I Don't Want to Make Content
You might be reading that headline thinking: “uhh this article IS content broski.” You’re right it is but I didn’t set out to make content. This article was just words on a page until I clicked the little button to put it online. Until that moment it was only art. Surely it still is art but now that it’s visible online it’s content too. My instincts tell me noone can make “content.” Creations of any kind can become content but I feel like content itself is more an idea than a tangible “thing.” For whatever reason I feel like it’s important to me to draw this line.
The truth is I don’t want to make content. It sounds gross to me as if art gets thrown into a bucket of entertainment slop thats sloshed into a algorithmic trough for internet gremlins like me to feed on. Ew. I’ve been making media and posting it online since the 90s. I’ve made web comics, animated shorts, articles like this, and so much more. The first creations I put online were Pokemon fan pages on geocities. I find that funny considering where I’m posting right now (neocities.org.) Sure I was making things to be consumed even then but that wasn’t the end goal. I wanted to make someone laugh, think, or feel. I was trying to entertain and elicit emotions. That’s what I consider art. Art helps me feel human and connect with others. Forgive me for getting poetic but each piece of art is a key on an infinite keyring, each one with the potential to unlock something inside any one of us. Ask someone who felt differently about their sexuality after watching The Mummy (1999) if you don’t believe me. It means something to me for something to be art, but I don’t think I can say the same for content. For instance: if an artist paints a portrait and burns it without anyone ever seeing it can you call it content? I say no, but can you call it art? I say yes.

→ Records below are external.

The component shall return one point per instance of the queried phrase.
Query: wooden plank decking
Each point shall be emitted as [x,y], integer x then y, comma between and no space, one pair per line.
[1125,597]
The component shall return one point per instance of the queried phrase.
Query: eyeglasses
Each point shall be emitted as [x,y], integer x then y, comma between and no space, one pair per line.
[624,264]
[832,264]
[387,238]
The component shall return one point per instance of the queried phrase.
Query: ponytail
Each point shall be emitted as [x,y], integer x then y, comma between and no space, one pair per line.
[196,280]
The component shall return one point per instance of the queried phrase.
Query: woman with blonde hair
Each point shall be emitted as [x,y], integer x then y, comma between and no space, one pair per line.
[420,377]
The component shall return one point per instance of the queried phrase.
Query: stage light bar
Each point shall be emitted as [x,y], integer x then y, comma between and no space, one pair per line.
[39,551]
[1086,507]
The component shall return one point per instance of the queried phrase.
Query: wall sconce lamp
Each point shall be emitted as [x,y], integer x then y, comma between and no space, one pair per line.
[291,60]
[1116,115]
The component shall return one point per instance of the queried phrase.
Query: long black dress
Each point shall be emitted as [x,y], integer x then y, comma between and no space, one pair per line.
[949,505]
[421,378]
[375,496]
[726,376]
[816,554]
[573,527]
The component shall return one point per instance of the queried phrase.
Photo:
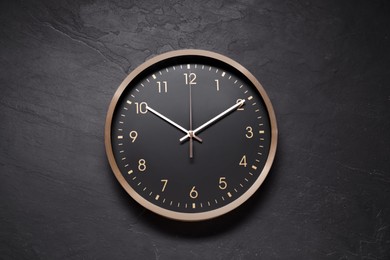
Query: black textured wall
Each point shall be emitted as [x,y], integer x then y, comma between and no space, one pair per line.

At the end of the day this word salad is just semantics. It doesn’t matter if my personal definition of content is correct because it’s only an opinion. What matters to me is whether what I create fits my personal idea of “art.” Does my creation exist for reasons beyond chasing the algorithm? If so I can be proud of my creations even if they immediately become entertainment slop in a trough as soon as I hit “send Tweet.”